Riverton Introduces ‘Solution’ To Pill Disposal: NarcX
Sep 12, 2019, 1:16 PM
RIVERTON, Utah – Riverton City officials made a big announcement in the fight to end the opioid epidemic.
They’re making a new way of getting rid of prescription pills available — before those prescriptions have the opportunity to become an addiction.
“You take your pills, you pour it in, it goes instantaneously in the liquid solution,” said a former DEA agent who now works to educate the public on addiction and the benefits of NarcX. “Our chemical engineers right now could not go in and take those pills back out, and if someone tried to drink it, they would throw up. There’s zero abuse potential in it.”
So how does #narcX work to combat the #opioidcrisis? ….watch here simply dispose it.
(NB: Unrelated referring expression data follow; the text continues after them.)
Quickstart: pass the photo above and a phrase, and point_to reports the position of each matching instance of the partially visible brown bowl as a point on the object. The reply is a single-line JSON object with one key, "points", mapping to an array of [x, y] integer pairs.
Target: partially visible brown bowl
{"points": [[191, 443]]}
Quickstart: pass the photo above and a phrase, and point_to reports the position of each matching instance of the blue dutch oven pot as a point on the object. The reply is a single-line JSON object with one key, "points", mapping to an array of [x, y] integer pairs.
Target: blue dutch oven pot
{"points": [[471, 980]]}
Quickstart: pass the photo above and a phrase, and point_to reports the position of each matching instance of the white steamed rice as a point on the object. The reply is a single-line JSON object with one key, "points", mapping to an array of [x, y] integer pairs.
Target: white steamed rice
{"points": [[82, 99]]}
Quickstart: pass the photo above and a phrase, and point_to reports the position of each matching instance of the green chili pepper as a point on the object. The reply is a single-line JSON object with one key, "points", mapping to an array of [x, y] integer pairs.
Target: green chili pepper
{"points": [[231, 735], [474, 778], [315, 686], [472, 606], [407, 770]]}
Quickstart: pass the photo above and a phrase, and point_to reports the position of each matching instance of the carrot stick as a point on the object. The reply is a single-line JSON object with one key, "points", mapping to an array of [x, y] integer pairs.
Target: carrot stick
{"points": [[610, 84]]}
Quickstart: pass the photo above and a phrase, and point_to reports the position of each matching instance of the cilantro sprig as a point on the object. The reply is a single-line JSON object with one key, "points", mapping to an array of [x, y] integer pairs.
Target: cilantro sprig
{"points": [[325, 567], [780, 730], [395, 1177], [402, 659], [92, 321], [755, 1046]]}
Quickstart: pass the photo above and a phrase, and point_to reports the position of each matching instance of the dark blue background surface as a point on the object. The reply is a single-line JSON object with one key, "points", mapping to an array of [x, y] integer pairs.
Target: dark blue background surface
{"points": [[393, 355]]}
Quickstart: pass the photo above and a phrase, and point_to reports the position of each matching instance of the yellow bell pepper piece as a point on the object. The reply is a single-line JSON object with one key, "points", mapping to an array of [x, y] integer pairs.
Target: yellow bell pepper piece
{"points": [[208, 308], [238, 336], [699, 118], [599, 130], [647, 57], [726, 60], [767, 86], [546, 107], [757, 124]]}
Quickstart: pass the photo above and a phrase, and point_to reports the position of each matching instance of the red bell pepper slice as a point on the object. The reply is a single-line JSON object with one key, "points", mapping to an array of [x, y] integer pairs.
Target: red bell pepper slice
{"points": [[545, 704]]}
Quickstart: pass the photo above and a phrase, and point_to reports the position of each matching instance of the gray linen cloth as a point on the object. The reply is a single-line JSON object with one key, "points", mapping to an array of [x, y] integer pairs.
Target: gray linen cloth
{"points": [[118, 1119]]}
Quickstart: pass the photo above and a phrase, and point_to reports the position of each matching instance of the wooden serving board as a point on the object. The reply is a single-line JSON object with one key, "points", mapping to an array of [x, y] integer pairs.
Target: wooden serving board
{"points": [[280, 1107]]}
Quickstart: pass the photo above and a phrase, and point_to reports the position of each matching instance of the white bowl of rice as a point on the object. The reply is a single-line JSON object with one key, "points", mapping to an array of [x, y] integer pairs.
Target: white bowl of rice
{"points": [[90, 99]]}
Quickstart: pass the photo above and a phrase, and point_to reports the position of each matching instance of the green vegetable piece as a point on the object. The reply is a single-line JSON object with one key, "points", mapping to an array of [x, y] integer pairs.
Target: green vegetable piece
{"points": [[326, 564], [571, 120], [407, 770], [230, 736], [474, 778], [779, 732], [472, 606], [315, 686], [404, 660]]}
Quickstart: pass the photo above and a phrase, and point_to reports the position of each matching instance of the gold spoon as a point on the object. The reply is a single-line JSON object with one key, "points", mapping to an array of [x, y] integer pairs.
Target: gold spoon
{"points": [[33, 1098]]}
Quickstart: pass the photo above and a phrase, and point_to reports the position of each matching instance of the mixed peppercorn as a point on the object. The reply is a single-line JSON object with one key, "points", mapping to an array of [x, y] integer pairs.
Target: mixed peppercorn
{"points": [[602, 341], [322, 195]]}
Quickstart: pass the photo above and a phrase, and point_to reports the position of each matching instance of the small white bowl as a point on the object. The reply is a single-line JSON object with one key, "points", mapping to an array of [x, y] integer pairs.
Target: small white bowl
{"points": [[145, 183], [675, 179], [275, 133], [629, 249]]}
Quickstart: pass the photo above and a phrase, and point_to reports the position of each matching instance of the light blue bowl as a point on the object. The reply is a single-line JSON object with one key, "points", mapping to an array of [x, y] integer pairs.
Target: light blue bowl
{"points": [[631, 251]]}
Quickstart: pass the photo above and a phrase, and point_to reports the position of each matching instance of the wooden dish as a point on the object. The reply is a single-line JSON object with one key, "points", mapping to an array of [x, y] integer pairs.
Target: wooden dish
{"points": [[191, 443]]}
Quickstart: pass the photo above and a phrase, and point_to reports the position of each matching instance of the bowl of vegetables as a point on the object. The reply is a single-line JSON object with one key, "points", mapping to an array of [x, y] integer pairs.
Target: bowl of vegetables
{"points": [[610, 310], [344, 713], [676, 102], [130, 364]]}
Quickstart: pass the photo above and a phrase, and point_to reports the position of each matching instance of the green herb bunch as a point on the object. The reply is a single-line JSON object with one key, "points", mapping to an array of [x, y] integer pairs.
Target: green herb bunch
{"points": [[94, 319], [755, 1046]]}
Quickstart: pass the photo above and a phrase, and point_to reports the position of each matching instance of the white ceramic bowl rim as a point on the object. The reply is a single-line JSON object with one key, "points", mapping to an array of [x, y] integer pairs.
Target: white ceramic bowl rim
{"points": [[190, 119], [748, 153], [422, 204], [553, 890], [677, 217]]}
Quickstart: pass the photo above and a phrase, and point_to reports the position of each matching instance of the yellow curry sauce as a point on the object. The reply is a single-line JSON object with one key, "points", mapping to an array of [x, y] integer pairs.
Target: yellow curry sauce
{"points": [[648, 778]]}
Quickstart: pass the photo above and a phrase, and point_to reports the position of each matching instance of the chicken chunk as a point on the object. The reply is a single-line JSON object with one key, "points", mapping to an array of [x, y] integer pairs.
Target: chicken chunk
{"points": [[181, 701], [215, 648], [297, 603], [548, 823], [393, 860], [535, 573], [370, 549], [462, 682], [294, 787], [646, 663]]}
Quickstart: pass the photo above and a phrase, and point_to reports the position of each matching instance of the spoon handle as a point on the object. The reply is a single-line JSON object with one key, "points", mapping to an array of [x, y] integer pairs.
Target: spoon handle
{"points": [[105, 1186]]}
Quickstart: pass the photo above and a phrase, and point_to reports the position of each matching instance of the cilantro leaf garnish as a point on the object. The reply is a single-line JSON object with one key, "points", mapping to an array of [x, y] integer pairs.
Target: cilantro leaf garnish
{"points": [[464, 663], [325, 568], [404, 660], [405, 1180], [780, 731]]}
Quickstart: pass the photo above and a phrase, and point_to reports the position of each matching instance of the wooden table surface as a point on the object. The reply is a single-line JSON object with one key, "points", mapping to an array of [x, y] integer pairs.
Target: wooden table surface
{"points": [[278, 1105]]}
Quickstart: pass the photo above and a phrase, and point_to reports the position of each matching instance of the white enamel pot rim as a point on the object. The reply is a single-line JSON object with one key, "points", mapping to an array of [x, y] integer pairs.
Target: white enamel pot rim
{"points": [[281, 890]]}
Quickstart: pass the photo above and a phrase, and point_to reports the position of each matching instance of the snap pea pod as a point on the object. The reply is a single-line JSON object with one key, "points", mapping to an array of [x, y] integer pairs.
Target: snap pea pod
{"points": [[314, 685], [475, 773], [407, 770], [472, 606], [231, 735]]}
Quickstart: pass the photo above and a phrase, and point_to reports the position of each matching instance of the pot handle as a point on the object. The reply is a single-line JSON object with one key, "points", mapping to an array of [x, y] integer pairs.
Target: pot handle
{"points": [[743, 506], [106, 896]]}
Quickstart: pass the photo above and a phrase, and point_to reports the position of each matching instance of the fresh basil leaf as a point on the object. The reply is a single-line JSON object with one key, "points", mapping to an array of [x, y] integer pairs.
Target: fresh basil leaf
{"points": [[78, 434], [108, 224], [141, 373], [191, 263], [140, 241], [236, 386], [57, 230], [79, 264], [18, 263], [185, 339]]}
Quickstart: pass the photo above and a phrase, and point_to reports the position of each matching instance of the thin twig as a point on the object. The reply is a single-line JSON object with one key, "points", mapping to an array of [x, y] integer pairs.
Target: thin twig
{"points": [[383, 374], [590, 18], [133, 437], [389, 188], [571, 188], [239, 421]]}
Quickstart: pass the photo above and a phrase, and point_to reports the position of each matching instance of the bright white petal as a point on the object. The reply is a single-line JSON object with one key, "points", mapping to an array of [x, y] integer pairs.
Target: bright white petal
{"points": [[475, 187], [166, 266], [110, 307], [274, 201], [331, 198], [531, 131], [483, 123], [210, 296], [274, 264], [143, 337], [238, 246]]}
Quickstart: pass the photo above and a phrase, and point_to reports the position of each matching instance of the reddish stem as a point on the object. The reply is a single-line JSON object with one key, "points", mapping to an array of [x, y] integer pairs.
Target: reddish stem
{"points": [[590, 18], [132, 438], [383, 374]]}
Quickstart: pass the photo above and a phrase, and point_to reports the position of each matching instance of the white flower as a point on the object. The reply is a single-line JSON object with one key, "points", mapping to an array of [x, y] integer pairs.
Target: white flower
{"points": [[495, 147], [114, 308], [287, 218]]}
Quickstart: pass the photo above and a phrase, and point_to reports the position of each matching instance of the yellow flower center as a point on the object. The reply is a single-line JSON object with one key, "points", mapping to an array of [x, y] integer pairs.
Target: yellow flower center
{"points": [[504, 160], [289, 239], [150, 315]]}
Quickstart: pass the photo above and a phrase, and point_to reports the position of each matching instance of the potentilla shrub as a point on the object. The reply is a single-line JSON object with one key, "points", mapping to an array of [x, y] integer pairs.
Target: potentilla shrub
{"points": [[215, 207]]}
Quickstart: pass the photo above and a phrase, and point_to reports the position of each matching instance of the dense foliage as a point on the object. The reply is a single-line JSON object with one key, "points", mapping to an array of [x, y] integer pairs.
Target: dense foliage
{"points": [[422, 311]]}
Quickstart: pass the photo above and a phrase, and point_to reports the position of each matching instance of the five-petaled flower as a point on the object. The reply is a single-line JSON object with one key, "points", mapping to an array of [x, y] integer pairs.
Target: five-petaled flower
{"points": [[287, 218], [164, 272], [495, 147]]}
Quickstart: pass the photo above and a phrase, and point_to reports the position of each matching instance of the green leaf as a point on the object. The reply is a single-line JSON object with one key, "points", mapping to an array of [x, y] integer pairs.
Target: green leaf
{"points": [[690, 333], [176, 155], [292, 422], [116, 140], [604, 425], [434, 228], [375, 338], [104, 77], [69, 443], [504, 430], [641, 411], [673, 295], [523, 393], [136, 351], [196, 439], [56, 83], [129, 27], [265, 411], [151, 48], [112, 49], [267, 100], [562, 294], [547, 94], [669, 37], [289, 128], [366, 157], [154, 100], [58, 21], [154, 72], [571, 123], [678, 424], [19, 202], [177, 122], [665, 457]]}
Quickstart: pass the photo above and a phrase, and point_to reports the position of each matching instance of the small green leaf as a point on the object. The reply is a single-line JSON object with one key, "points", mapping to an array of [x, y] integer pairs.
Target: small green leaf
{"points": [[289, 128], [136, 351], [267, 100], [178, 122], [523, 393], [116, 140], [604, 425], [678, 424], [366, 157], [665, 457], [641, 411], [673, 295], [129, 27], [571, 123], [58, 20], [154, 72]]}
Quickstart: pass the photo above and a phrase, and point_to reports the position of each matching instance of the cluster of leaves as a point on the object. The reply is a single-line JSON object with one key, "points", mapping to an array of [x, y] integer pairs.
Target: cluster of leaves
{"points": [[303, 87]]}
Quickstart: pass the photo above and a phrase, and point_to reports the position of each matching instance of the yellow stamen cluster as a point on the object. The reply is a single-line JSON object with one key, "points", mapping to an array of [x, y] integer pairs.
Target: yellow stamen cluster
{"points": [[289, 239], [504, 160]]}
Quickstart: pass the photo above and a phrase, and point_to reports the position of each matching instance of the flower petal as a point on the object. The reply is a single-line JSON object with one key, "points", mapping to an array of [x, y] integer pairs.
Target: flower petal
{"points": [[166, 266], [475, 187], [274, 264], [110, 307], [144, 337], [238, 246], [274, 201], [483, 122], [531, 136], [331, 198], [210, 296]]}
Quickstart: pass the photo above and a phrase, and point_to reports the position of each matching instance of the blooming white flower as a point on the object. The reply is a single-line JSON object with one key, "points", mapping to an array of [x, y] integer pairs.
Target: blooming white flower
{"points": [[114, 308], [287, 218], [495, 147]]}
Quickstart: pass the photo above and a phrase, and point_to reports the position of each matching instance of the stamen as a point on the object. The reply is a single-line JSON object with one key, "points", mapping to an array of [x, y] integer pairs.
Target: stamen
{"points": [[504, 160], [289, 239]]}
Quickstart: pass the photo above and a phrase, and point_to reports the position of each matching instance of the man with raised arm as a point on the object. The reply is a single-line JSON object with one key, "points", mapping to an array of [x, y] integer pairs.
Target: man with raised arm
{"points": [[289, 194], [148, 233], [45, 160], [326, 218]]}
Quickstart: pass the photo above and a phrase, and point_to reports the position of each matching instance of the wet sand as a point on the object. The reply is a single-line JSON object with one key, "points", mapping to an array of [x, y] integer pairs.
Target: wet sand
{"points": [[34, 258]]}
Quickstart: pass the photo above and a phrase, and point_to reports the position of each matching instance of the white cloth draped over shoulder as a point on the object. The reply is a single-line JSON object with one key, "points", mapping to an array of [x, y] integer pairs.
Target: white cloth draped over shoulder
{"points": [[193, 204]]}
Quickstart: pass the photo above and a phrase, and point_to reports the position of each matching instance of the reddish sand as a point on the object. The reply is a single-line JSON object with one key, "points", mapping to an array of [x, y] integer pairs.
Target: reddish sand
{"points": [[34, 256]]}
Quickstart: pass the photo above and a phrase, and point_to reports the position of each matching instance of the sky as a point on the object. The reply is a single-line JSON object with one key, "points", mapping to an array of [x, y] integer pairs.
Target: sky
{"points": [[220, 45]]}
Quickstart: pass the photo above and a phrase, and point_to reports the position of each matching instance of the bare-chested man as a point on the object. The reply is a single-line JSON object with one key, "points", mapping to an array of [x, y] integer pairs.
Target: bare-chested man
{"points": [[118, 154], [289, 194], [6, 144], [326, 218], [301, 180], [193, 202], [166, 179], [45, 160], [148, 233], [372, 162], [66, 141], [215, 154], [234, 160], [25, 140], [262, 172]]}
DEA, CFR & EPA compliant, Biodegradable & eco-friendly. @RivertonCity the first to team up in our state. @KSL5TV pic.twitter.com/meFmGXYmEJ
— Felicia Martinez (@FeliciaKSL) September 12, 2019
The NarcX solution is the only on-site disposal option compliant with the DEA. Once the pills are dumped into the solution, they become non-retrievable, meaning they cannot be taken back out and diverted into drugs again.
Mayor Trent Staggs announced the city is taking the fight against the opioid epidemic a step further by offering this new way of disposing narcotics and other prescription medications in the privacy of residents’ homes. The idea behind this new approach is to get rid of stockpiling old pills, which often lead to addiction.
Riverton has teamed up with the Utah Opioid Task Force, which includes the DEA and Utah Attorney General Sean Reyes.
Approximately 50 Utahns die each month due to opioids, and DEA Agent Brian Besser said it’s the power of local solutions that can make a difference.
He said people need to stop thinking it’s something that happens to others and start thinking of it as an issue that affects everyone.
“Until this becomes a community problem, we’re just treading water,” Besser said.
According to Salt Lake County officials, there were approximately 240 million pills prescribed over a six-year period. In 2018, there were more than 67,000 opioid-related deaths nationally, and more than 650 in Utah. The numbers surpassed deaths by car crashes and firearms.
One-thousand bottles of NarcX are already available at the Riverton Hospital Pharmacy for $5 each. Drop-off solution sites are also throughout Riverton, including the fire department, city hall and public works.